We’ve built the world’s largest dedicated audio data set
To teach our technology to recognise sounds, we have to expose it to real-world data. Quantity matters, but more importantly it is about quality, relevance and diversity.
That is why we record these sounds (both audio events and acoustic scenes) ourselves either in our dedicated sound labs or through responsible data gathering initiatives. We have been doing this for seven years, thus developing unrivalled expertise in the sounds around us.
All of this expertise is captured in Alexandria, our proprietary data platform, which enables us to label, organise and analyse sounds in a way that has never been done before.
Algorithms based on ideophones
We have developed a dedicated sound recognition framework based on ideophones, the language of sounds. This provides us with the tools and ability to fuel cutting-edge machine listening algorithms with real-world data.
Our framework models hundreds of ideophonic features of sound, enabling our embedded software platform to accurately recognise and react to the world around consumer devices.
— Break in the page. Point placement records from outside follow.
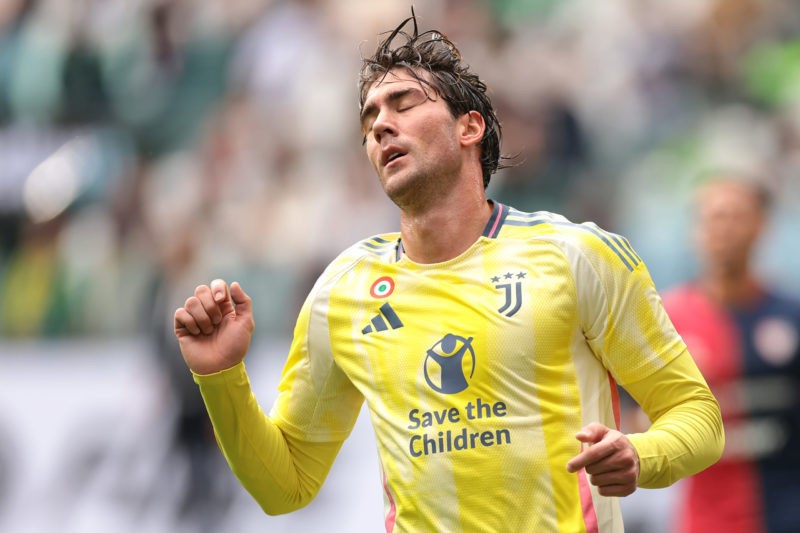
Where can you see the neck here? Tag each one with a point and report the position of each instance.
(440, 232)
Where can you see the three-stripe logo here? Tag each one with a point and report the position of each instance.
(384, 320)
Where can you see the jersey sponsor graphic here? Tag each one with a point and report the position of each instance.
(384, 320)
(450, 364)
(512, 292)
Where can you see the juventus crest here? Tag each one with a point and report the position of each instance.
(511, 286)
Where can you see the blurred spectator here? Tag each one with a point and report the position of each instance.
(745, 337)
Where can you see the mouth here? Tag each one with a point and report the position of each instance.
(393, 157)
(390, 155)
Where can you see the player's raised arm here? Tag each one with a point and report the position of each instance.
(214, 327)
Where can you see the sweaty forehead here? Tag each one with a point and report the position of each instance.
(395, 78)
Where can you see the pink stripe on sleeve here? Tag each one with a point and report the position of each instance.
(589, 516)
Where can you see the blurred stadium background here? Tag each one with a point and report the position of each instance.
(147, 146)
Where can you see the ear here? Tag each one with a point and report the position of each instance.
(471, 128)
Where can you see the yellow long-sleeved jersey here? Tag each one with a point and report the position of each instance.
(477, 373)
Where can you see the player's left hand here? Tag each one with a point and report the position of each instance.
(610, 460)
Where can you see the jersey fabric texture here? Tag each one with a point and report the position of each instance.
(751, 358)
(478, 372)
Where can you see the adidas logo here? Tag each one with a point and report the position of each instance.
(378, 322)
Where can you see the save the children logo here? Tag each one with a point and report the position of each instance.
(450, 364)
(455, 424)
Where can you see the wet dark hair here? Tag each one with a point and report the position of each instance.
(462, 90)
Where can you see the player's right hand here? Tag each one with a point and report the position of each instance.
(214, 327)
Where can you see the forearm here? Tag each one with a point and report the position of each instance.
(686, 435)
(281, 473)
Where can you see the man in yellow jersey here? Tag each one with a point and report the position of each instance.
(487, 342)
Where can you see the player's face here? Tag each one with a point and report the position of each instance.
(729, 221)
(410, 138)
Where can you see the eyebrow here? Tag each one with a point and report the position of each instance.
(392, 96)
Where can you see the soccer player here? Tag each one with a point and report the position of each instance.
(745, 338)
(487, 342)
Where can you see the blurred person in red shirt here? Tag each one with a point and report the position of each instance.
(745, 338)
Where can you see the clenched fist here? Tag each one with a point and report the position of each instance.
(214, 327)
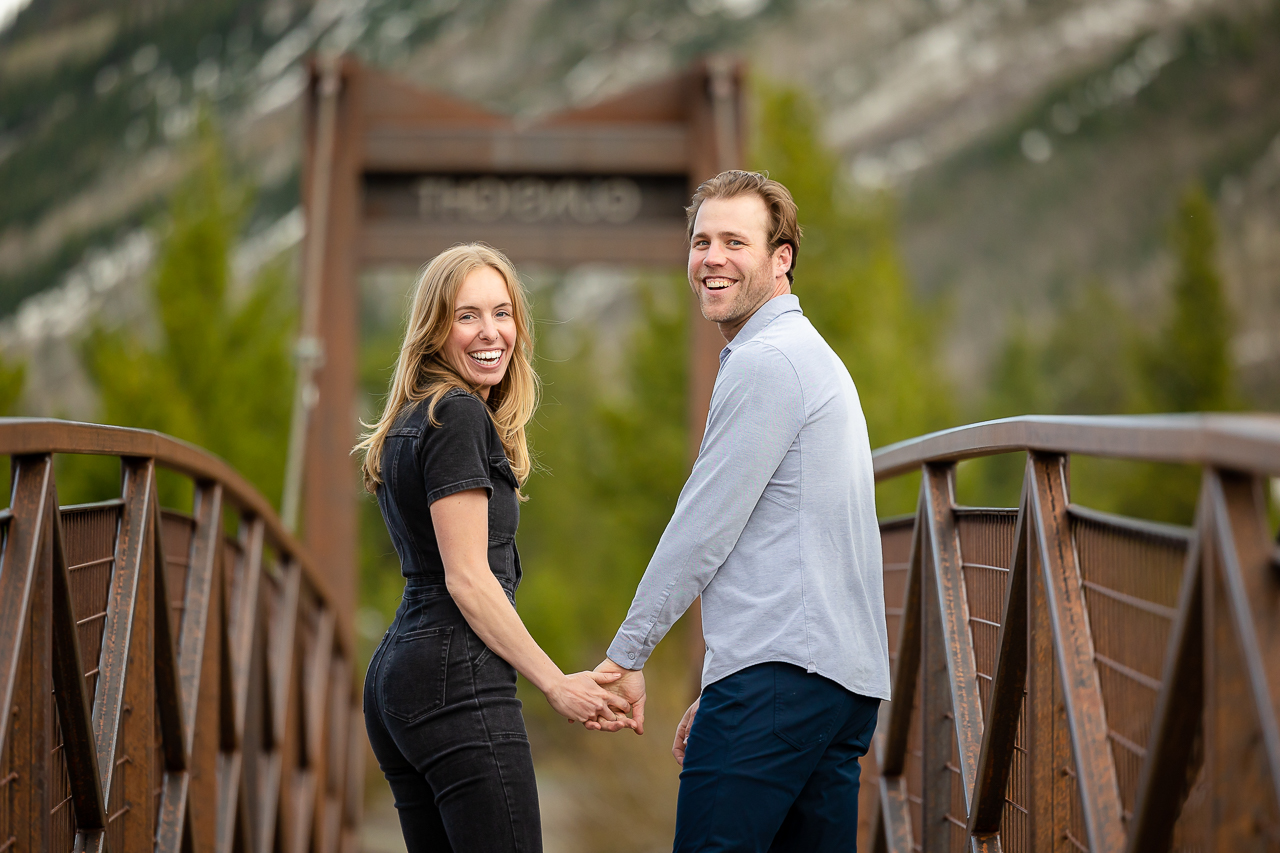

Artificial intelligence, everywhere
We envision a future where omnipresent, intelligent, context-aware computing is able to better help people by responding to the sounds around us, no matter where we are, and taking appropriate action on our behalf.
Our mission is to map the world of sounds and give machines a sense of hearing, whether that is in the home, out and about, or in the car.
Our sound profiles
Our customers integrate our ai3™ software platform into a diverse range of products because of its flexible architecture and scalability.
ai3™ is capable of recognising a number of sounds from the profiles that we have taught it to recognise (and which is growing all the time). What's more, sound profiles can be deployed over-the-air, which helps our customers stay one step ahead of their competition.
Window glass break
How is this different from speech and music?
Speech recognition and wake words are limited by the type of sounds that the human mouth can produce, as well as conditioned by the communicative structure of human language, which can both be exhaustively mapped.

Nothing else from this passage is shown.